Richard North, 19/10/2016  
 


While the media is still stumbling around, trying (and largely failing) to make sense of the available Brexit options – often relying on sources who have less idea than they do – we see the idea of an interim solution gradually taking hold.

Not yet though do we see any coherence in defining an end game, other than the vague offering of a "free trade agreement" with the EU, most often expressed in terms of the EU-Canada trade deal (CETA), which has yet to be ratified.

But, if the interim package is to involve continued participation in the Single Market via the EEA, what none of these media geniuses are asking is why industry and commerce would accept such a transition.

After all, the EEA Agreement offers unparalleled access to EU markets, while the Canadian deal – which is one of the most comprehensive negotiated outside the EEA – affords a very substantially reduced rights. There is no logic at all in abandoning an interim deal if the final outcome is substantially worse.

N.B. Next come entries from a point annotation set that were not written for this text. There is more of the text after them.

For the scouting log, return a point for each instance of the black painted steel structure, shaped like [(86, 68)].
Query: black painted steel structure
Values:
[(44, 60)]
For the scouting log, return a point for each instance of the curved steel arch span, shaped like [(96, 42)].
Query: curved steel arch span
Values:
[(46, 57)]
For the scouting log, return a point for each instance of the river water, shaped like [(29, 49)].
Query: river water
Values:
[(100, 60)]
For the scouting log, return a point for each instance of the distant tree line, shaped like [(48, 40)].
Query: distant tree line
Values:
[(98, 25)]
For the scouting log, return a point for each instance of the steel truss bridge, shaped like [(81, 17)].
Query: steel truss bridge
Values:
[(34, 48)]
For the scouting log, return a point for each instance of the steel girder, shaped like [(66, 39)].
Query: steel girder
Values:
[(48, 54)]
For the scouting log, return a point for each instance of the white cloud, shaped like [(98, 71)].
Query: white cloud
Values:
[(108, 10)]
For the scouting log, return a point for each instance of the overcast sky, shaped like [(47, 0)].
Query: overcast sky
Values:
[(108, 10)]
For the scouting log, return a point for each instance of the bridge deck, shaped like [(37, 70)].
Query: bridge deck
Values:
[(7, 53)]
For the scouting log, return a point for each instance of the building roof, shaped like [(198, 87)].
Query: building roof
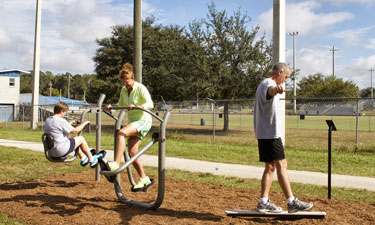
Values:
[(50, 100), (14, 70)]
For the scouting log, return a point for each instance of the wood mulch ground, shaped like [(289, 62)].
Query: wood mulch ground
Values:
[(78, 199)]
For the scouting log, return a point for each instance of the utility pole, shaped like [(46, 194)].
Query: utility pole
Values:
[(293, 34), (50, 88), (333, 60), (372, 90), (137, 26), (278, 50), (35, 96), (68, 85)]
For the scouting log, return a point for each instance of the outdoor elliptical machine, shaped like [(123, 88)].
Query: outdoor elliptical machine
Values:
[(114, 176)]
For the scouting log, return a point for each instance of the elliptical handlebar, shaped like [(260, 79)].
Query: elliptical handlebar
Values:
[(139, 108)]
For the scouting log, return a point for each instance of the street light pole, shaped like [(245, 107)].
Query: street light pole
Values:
[(293, 34), (213, 102), (372, 90), (68, 85), (50, 88), (333, 60)]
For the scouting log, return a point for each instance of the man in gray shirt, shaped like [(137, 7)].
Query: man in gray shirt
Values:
[(267, 132), (59, 129)]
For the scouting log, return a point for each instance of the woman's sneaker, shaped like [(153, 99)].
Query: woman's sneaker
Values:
[(268, 207), (94, 161), (84, 161), (113, 166), (142, 185), (298, 205)]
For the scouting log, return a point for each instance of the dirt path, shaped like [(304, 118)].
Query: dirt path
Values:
[(71, 199)]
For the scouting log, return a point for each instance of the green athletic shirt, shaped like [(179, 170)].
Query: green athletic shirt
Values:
[(139, 96)]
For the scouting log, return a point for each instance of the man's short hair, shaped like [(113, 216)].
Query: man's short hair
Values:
[(60, 106)]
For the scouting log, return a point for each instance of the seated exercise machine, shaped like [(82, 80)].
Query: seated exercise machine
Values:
[(48, 143)]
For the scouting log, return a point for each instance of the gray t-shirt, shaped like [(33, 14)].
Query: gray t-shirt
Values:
[(59, 128), (266, 115)]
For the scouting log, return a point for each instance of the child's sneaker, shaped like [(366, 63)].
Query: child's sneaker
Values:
[(268, 207), (84, 161), (113, 166), (94, 161), (298, 205)]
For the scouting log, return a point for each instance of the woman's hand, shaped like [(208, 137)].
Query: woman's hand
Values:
[(108, 107)]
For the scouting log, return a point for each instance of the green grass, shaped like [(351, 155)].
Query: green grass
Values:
[(302, 153), (24, 165)]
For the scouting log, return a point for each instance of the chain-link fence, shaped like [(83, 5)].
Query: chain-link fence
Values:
[(306, 126)]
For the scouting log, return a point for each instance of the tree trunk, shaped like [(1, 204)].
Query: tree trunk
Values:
[(226, 117)]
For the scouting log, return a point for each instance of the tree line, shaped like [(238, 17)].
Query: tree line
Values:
[(218, 57)]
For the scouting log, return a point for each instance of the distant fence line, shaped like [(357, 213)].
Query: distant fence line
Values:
[(352, 115)]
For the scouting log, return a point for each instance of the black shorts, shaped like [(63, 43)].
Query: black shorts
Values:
[(270, 150), (72, 145)]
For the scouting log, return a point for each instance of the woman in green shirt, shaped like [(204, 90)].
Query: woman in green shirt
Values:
[(133, 94)]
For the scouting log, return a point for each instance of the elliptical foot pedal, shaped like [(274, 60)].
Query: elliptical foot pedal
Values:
[(144, 189), (103, 162)]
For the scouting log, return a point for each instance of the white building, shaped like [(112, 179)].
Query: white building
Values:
[(9, 93)]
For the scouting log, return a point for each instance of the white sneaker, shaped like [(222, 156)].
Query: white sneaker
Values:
[(113, 166)]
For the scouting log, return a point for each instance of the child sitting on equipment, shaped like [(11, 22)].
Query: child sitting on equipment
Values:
[(59, 129)]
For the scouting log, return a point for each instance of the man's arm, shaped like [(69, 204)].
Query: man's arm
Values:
[(78, 128)]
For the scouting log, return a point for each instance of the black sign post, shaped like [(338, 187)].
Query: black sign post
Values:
[(331, 128)]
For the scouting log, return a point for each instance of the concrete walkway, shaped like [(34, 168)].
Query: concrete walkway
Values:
[(234, 170)]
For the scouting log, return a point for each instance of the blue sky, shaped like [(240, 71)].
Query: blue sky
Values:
[(70, 27)]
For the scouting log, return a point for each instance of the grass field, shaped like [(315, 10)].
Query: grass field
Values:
[(305, 150), (24, 165)]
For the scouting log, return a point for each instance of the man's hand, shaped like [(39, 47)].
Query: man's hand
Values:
[(274, 90)]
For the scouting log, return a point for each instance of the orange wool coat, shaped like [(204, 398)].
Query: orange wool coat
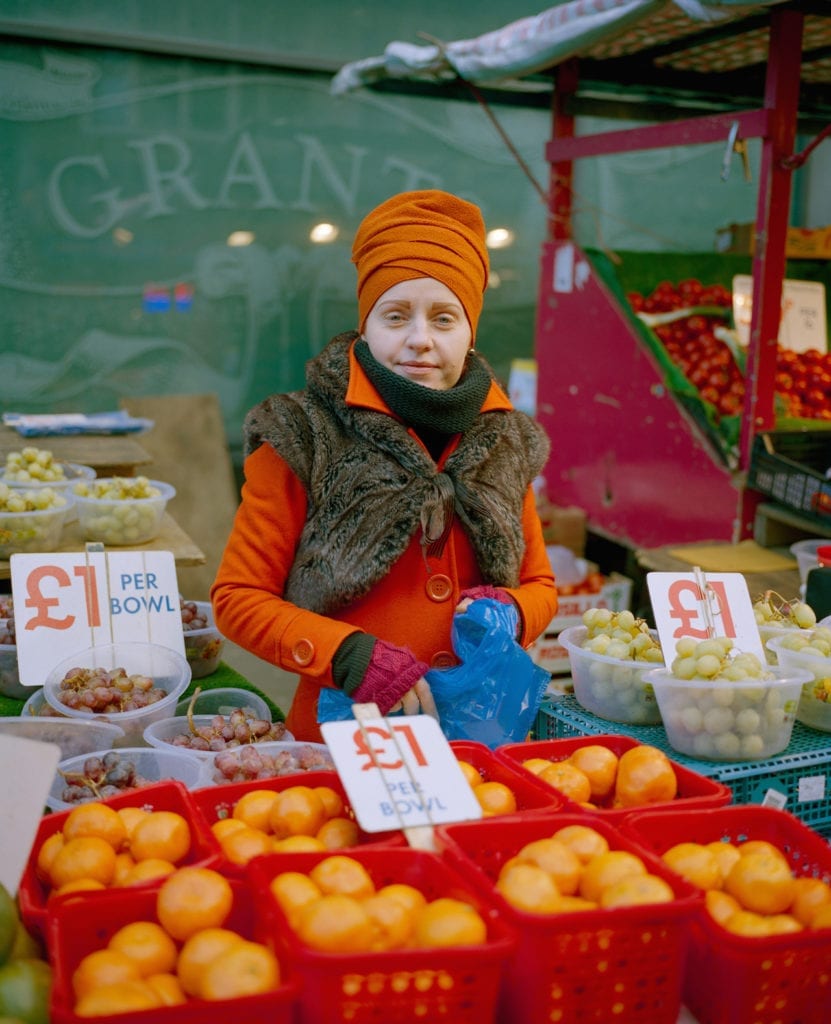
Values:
[(410, 606)]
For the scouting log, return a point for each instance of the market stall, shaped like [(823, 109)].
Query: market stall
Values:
[(651, 458)]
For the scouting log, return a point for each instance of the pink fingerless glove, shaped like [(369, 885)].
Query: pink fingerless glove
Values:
[(477, 593), (391, 672)]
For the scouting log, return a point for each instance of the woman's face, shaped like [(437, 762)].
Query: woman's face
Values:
[(419, 330)]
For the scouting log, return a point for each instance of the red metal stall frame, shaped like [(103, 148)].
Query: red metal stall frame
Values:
[(775, 125)]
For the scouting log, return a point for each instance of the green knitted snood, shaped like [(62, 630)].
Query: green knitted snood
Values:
[(448, 412)]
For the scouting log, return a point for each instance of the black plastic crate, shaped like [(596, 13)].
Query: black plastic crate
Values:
[(790, 466)]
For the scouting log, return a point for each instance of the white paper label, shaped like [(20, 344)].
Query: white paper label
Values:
[(64, 603), (399, 772)]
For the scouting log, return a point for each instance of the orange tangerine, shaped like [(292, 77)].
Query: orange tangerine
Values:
[(332, 800), (98, 819), (535, 765), (339, 834), (130, 816), (810, 896), (344, 875), (162, 834), (720, 905), (336, 924), (583, 840), (85, 857), (470, 772), (297, 811), (254, 808), (557, 859), (224, 826), (726, 855), (200, 949), (147, 945), (392, 922), (696, 863), (192, 898), (111, 1000), (448, 922), (103, 967), (167, 989), (247, 969), (147, 870), (637, 890), (528, 888), (607, 868), (599, 764), (409, 897), (46, 854), (293, 891), (244, 844), (645, 775), (761, 882), (494, 798), (568, 779)]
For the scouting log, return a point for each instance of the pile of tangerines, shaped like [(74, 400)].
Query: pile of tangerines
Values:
[(576, 869), (336, 907), (595, 776), (749, 888)]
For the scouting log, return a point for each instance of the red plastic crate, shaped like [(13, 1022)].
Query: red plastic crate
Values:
[(733, 979), (457, 984), (624, 965), (695, 791), (35, 903), (530, 793), (73, 932), (213, 803)]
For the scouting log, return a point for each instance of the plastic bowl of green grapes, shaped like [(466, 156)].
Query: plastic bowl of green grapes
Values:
[(609, 655), (122, 511), (808, 651), (718, 704)]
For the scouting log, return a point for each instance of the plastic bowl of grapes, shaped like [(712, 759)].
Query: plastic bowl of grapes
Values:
[(205, 735), (612, 685), (104, 773), (203, 641), (808, 652), (122, 511), (722, 705), (130, 684), (32, 520)]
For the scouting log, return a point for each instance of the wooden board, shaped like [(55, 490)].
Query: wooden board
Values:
[(189, 450)]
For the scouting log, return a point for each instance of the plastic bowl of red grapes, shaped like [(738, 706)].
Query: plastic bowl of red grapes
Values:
[(203, 641), (130, 684)]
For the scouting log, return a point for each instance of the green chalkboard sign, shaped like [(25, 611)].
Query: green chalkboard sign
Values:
[(126, 179)]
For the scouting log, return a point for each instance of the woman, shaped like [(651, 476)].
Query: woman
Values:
[(395, 487)]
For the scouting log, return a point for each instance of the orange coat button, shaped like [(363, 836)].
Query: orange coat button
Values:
[(303, 652), (439, 588), (443, 659)]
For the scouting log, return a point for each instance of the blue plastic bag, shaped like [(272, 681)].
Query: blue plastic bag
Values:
[(491, 697)]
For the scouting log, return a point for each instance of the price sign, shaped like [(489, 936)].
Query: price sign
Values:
[(702, 605), (68, 602), (399, 773)]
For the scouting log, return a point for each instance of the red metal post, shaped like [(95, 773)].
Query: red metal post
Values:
[(562, 172), (773, 214)]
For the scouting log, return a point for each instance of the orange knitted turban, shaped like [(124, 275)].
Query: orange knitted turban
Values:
[(428, 233)]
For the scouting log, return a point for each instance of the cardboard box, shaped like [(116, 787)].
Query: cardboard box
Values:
[(800, 243), (547, 652), (563, 525)]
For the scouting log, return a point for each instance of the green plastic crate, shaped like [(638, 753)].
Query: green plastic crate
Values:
[(801, 774)]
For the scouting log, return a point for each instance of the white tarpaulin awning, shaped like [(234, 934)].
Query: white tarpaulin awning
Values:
[(531, 44)]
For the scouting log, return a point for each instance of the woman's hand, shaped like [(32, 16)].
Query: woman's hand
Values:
[(418, 700)]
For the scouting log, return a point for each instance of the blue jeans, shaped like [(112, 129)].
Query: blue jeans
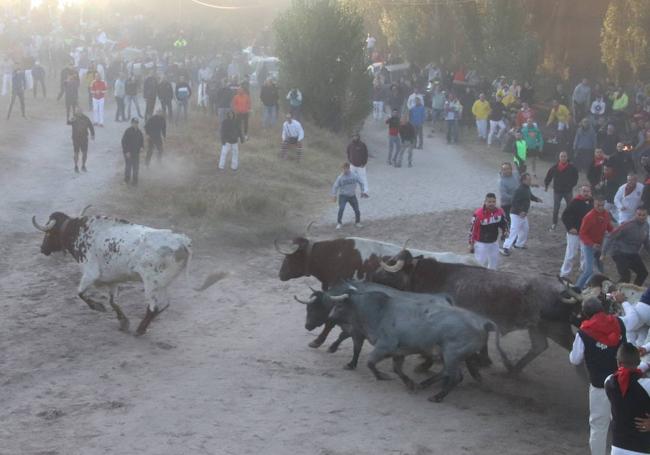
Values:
[(394, 143), (270, 116), (591, 261), (354, 202)]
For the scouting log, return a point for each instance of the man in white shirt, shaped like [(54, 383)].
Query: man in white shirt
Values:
[(292, 137), (628, 198)]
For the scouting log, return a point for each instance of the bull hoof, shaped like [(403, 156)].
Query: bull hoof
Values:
[(316, 344)]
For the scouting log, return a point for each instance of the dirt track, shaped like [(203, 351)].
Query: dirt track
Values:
[(228, 371)]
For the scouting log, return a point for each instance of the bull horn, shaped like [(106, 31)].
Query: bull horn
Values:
[(311, 223), (304, 302), (287, 251), (50, 224), (83, 212), (399, 265)]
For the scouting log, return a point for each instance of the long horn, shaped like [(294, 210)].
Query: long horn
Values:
[(83, 212), (399, 265), (50, 224), (304, 302), (288, 251)]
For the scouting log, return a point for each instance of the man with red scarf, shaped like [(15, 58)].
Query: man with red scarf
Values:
[(629, 395), (596, 344), (485, 232)]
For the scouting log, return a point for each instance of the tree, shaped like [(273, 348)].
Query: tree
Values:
[(321, 48), (625, 39)]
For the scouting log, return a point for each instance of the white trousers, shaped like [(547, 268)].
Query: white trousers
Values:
[(487, 254), (234, 162), (496, 129), (98, 111), (481, 126), (518, 231), (572, 250), (361, 172), (599, 417)]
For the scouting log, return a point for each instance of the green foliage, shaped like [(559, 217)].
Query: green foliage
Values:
[(625, 39), (321, 47)]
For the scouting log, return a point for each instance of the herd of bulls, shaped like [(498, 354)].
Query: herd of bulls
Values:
[(403, 301)]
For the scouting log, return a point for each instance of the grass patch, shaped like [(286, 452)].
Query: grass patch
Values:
[(266, 197)]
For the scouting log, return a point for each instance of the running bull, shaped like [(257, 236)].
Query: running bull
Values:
[(111, 251), (332, 261), (514, 302)]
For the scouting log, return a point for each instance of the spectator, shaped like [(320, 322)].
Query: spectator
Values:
[(534, 143), (346, 185), (628, 198), (581, 99), (453, 113), (295, 103), (292, 137), (241, 106), (408, 137), (417, 115), (484, 233), (230, 135), (156, 129), (596, 343), (519, 216), (592, 232), (596, 168), (269, 97), (584, 145), (496, 117), (629, 397), (481, 111), (394, 142), (183, 95), (625, 242), (572, 219), (357, 153), (564, 176)]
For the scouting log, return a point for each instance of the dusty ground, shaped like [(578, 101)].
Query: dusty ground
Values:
[(228, 371)]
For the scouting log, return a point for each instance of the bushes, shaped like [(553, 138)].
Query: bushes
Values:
[(321, 46)]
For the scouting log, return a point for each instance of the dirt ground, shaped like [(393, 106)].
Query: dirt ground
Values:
[(228, 371)]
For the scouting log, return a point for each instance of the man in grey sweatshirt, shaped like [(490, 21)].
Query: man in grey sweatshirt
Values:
[(346, 186), (624, 244)]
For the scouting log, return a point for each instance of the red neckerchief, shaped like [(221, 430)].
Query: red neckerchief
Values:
[(603, 328), (623, 376)]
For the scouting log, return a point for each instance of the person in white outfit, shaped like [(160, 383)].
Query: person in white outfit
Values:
[(628, 198), (596, 343), (230, 135), (572, 219)]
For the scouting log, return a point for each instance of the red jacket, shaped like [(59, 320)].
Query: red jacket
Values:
[(593, 227)]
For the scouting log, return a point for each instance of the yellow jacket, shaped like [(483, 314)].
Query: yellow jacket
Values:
[(560, 114), (481, 109)]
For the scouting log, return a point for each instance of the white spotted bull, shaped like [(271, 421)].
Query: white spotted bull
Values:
[(113, 251)]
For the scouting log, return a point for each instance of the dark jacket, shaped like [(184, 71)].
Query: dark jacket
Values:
[(149, 88), (132, 140), (81, 125), (575, 212), (269, 95), (521, 200), (357, 153), (230, 131), (156, 127), (563, 181), (165, 91)]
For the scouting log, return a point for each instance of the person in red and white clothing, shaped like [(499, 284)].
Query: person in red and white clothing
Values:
[(98, 90), (484, 234)]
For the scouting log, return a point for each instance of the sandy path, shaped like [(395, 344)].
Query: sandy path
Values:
[(227, 371)]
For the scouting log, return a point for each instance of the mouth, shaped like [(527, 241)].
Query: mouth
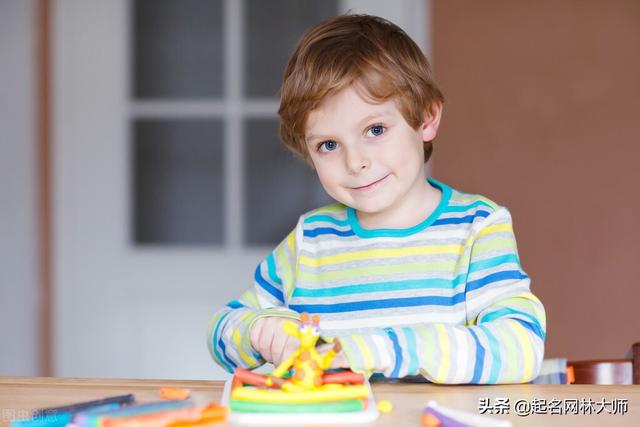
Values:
[(372, 185)]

One significant example I have been studying is the issue of mutual recognition – not the recognition of conformity assessment to which we have previously referred, but the mutual recognition of standards.

Within EU law, this principle applies in the so-called non-harmonised sectors, where goods are not subject to common EU rules and may come under the national rules. In that case, in the absence of a harmonising law, a Member State must allow a product lawfully produced and marketed in another Member State into its own market, even if its own local rules impose more stringent (or different) requirements to which the product does not conform.

Ironically, this principle was not initially promulgated by the European Commission, but emerged from a ruling from the much-maligned ECJ, in the now famous Cassis de Dijon case of 1979, cemented in by Case 113/80 of 1981.

For over 20 years, traders largely relied on the case law: the principle was not fully incorporated into EU law until 2008, in Regulation (EC) No 764/2008, "laying down procedures relating to the application of certain national technical rules to products lawfully marketed in another Member State".

As an aside, the title itself (as well as the text) illustrates some of the limitations of Mrs May's intention to repatriate EU law. Even if the UK adopts this law, it will have no effect on our trade relations with the EU because the principle applies to goods produced in one Member State and marketed in another. When we leave the EU, we will no longer be a Member State, so the law will not apply to us – unless special provisions are made by the EU.

A suitable provision could be continued participation in the EEA as the Regulation has been incorporated into the Agreement by virtue of Annex II Part II (page 214), following EEA Joint Committee Decision No 126/2012 - with the exception of food and animal products.

That, however, is as far as you will get, outside the EU/EEA. When it comes to the fabled 1,508-page EU-Canada Agreement, the Parties merely endeavour to undertake regulatory cooperation activities that may include:
… identifying the appropriate approach to reduce adverse effects of existing regulatory differences on bilateral trade and investment in sectors identified by a Party, including, when appropriate, through greater convergence, mutual recognition, minimising the use of trade and investment distorting regulatory instruments, and the use of international standards, including standards and guides for conformity assessment.
In other words, there is nothing like any blanket mutual recognition principle – not in this trade agreement nor any other.

The effect of the UK leaving the EU and not continuing with the EEA Agreement, therefore, would be dire. Where there is no EU harmonising law covering specific products – which accounts for about 20 percent of our trade in goods – our exporters would have to comply with the local laws of each Member State to which they send goods. With different standards applying to different states, exporting would become somewhat complicated (and considerably more expensive) - increasing costs by as much as 20 percent..   

Nevertheless, there are always those optimists who suggest that Member States would take a relaxed view of regulatory divergences, and would not apply local codes to UK goods. But we are unlikely to be so fortunate. 

Even with mutual recognition in place, a 142-page report on the "Evaluation of the Application of the mutual recognition principle in the field of goods" for the Commission suggests that the principle "is still not achieving its objectives", particularly as the knowledge of the functioning of the principle is generally at a rather low level among companies and Member State authorities.

So problematic is its implementation that the trade body Business Europe recently complained that national standards were interfering with the free circulation of goods.

The Commission, therefore, is to present an EU-wide Action Plan to raise awareness of the principle of mutual recognition, and is to revise the Mutual Recognition Regulation to improve its functioning. This is part of its strategy to strengthen the Single Market – something of which the UK will not be part.

And there is yet another illustration – this time of the dynamic nature of the Single Market. It is subject to constant change and development, in which the UK currently participates but will no longer if we stand apart from it after Brexit.

Thus, should we take advantage of the EEA-interim solution – assuming we can – the divergence between the Single Market and any free trade agreement that we can broker is likely to increase. The idea then of using an interim arrangement to buy time to negotiate something worse then starts to look absurd.

Without some serious thought, therefore, the idea of an interim solution isn't going to fly. And one of the add-ons which we will have to secure in any end game is the full application of the mutual recognition principle.